Ein internationaler Uberblick - Eisenbahn-Jahrbuch
Munition findet man in großen Mengen in allen Ozeanen der Welt und in vielen unserer Seen und Flüsse: von einem Reservoir in Jakarta, Indonesien, zu den klaren Seen der Schweizer Alpen am Fuß des Eiger bis zu den Großen Seen (Great Lakes) Nordamerikas. Zusätzlich zu der im Meer verklappten Munition wurde eine große Anzahl an Waffen in Flüssen, Seen, Reservoirs und Binnenmeeren versenkt. Die meisten Binnenlandstandorte sind bisher unbekannt, doch viele der Gebiete sind heute bevölkert. In manchen Fällen wird ihr Wasser auch von Gemeinden zur Versorgung und Bewässerung verwendet.
Die leichteste und kostengünstigste Methode zur Entsorgung von chemischen und konventionellen Waffen nach dem Zweiten Weltkrieg war die Verklappung in den Ozeanen. Zwischen 1945 und Mitte der 70er Jahre fand die Verklappung von chemischen Waffen in jedem Ozean der Welt statt. Die Entsorgung chemischer und biologischer Kampfstoffe im Meer wurde von der London Convention im Jahr 1972 international verboten. Dies wurde von Kanada durch den Ocean Dumping Control Act im Jahr 1975 umgesetzt. Auf der Chemiewaffenkonvention im April 1997 wurde beschlossen, dass Herstellung, Erwerb, Lagerung, Transport und Nutzung von chemischen Waffen verboten sind. Außerdem wurden die Unterzeichner dazu verpflichtet, ihre jeweiligen Waffenarsenale abzubauen. Im Meer verklappte Munition ist unter Artikel 1 & 2 der Konvention ausgenommen.

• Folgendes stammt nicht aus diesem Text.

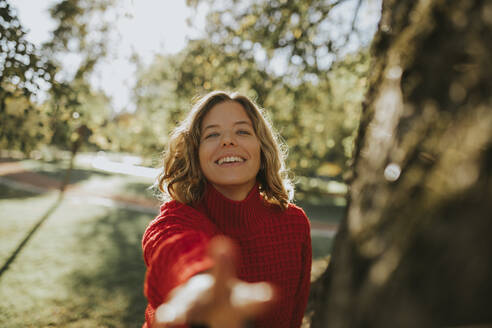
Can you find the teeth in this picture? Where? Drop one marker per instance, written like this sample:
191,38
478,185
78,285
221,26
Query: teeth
230,159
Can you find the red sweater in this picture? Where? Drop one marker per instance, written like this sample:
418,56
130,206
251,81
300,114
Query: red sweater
275,246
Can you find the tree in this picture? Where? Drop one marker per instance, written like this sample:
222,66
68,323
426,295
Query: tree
23,72
414,249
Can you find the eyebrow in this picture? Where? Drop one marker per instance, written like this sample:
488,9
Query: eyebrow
216,125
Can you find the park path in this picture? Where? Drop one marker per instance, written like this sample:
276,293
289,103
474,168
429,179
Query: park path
14,174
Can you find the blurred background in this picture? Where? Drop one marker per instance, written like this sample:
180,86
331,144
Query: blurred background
89,92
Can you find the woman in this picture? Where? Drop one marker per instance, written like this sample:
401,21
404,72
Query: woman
228,226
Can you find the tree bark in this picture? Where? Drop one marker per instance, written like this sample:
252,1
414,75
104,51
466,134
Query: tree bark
415,249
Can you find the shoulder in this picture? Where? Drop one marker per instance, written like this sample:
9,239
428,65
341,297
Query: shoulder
175,216
296,216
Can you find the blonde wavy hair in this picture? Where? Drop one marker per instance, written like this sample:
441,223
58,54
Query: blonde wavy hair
182,179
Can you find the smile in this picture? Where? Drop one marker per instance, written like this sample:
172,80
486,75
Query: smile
229,160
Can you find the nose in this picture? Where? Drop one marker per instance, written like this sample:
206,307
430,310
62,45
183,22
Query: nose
227,140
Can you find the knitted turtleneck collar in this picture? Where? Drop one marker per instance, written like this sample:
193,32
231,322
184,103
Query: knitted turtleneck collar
230,215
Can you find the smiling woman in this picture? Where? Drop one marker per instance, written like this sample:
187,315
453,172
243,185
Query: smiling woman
228,246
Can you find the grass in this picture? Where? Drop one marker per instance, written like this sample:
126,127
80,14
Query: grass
83,267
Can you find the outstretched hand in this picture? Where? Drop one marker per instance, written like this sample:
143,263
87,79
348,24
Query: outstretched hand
215,298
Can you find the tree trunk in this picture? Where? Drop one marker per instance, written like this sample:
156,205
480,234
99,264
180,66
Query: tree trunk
415,249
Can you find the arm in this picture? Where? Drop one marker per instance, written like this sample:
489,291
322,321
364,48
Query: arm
175,248
305,281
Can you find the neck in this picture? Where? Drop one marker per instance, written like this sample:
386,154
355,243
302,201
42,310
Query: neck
234,192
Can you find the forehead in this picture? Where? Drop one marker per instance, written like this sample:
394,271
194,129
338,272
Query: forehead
224,114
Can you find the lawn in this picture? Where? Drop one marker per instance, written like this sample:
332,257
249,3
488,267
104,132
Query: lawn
83,267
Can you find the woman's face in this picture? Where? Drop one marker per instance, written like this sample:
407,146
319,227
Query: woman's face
229,150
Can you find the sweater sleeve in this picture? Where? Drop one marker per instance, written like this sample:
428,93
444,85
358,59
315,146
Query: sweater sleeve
302,293
175,248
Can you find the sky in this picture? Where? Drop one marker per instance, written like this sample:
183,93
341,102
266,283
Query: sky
147,27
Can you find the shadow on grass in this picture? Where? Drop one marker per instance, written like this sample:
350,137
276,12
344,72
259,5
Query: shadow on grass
28,236
12,193
77,175
118,273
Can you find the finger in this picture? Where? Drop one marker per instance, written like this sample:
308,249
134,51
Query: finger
252,299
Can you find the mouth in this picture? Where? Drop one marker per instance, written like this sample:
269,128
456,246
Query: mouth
230,160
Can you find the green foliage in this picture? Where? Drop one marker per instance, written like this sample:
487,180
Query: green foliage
74,113
317,119
278,53
23,72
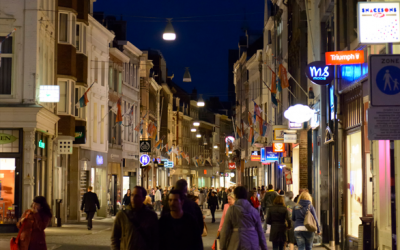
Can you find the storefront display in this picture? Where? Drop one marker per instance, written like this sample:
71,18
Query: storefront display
354,182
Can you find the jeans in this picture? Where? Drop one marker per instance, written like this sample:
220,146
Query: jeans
277,245
89,217
304,239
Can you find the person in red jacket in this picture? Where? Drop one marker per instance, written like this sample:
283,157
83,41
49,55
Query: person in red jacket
33,223
254,200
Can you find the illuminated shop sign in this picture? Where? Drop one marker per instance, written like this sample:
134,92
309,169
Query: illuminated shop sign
320,73
344,57
378,22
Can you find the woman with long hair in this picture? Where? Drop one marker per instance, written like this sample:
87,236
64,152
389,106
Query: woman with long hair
278,218
304,238
33,222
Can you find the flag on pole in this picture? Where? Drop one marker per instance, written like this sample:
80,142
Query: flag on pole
118,118
83,101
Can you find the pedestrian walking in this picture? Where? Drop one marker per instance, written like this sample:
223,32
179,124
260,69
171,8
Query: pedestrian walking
213,204
158,200
32,224
127,198
291,240
136,227
176,227
202,199
242,225
231,201
189,206
304,238
278,218
268,200
90,202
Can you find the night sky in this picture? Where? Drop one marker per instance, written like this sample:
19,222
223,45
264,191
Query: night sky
202,41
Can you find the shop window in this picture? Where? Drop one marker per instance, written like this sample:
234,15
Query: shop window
66,106
354,183
6,65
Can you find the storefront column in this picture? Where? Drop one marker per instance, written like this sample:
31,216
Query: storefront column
28,171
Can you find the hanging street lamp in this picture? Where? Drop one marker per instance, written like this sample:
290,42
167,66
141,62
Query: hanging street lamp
169,32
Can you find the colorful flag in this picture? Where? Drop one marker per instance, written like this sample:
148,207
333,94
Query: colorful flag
273,82
118,118
283,76
250,119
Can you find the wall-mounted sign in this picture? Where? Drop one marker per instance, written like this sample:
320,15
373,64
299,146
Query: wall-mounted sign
378,22
344,57
229,138
232,165
290,138
42,144
80,135
270,156
49,93
296,125
99,160
255,156
320,73
145,146
279,132
6,138
278,147
144,159
298,113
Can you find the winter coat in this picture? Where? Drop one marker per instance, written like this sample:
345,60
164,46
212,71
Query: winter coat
213,201
277,216
269,198
90,201
299,212
242,228
32,235
202,199
135,230
158,195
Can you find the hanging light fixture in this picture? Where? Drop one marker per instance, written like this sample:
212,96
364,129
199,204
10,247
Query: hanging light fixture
169,32
186,76
200,102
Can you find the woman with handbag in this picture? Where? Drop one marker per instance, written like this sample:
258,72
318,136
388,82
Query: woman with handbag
32,225
278,218
305,222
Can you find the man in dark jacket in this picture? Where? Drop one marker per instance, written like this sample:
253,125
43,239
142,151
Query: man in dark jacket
90,201
136,227
189,206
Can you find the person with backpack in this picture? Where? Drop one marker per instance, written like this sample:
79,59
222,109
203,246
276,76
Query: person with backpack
303,216
136,227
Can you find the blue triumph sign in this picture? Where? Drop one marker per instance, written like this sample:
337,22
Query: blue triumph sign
320,73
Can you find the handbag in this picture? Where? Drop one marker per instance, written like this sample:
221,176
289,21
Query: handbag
14,241
309,221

In den Jahren unmittelbar nach dem Zweiten Weltkrieg liefen Schiffe, die Senfgas geladen hatten, regelmäßig aus den Häfen von Sydney und Halifax zu lokalen Deponien aus; in manchen Fällen wurde sogar das gesamte Schiff versenkt. Die Schließung der amerikanischen Militäranlagen in Neufundland und Labrador, vor allem Argentia und Stephenville, war ein Grund für die weit verbreitete Munitionsverklappung. Laut einem Bericht versenkten fünf Monate lang, jeden zweiten Tag, große Schiffe Munition vor Argentia in der Cabotstraße. Ein LSH-Schiff wurde speziell dafür konzipiert, Munition auf dem Meeresgrund zu versenken.
Doch nicht nur der Atlantik, sondern auch der Pazifik bei Kanada ist betroffen. An der kanadischen Westküste weist ein Foto der Victoria Daily Times aus dem Jahr 1947 auf 400 Tonnen von chemischem Kampfgas hin, „von denen die meisten immer noch auf der geheimen Liste stehen“ und im nahegelegenen Esquimalt, British Columbia, im Pazifik versenkt wurden.
Im Jahr 1992 berief HELCOM eine spezielle Arbeitsgruppe ein, die die mit versenkter chemischer Munition im Bereich der Helsinki-Konvention – dem Baltischen Meer – verbundenen Probleme angehen soll. Diese Arbeitsgruppe besteht aus Repräsentanten aus Deutschland, Polen, Russland, den baltischen und skandinavischen Staaten, dem Vereinigten Königreich und den Vereinigten Staaten. Diese Arbeitsgruppe untersuchte die verschiedenen Probleme, die aus der Verklappung von chemischer Munition im Baltischen Meer bis zum Jahr 1947 entstanden sind. Sie stellte fest, dass einige der am häufigsten versenkten Munitionsarten (konventionell) eine Bedrohung für die Photosynthese von Plankton und die Schlupfrate der Eier von Krustentieren darstellen. Der Bericht verwies insbesondere darauf, dass „Kampfstoffe in Sediment erhöhter Konzentration für einen langen Zeitraum lokal fortbestehen können.“ Unteranderem gehören dazu Stoffe, die sowohl Arsen als auch zähflüssiges Senfgas enthalten. Wenn Senfgas Salzwasser ausgesetzt ist, bildet es eine dicke äußere Kruste über dem inneren Kern. Deshalb kann es an die Oberfläche geraten und Fischer verletzen, die dieses toxische Material in ihrem Netz an Land ziehen.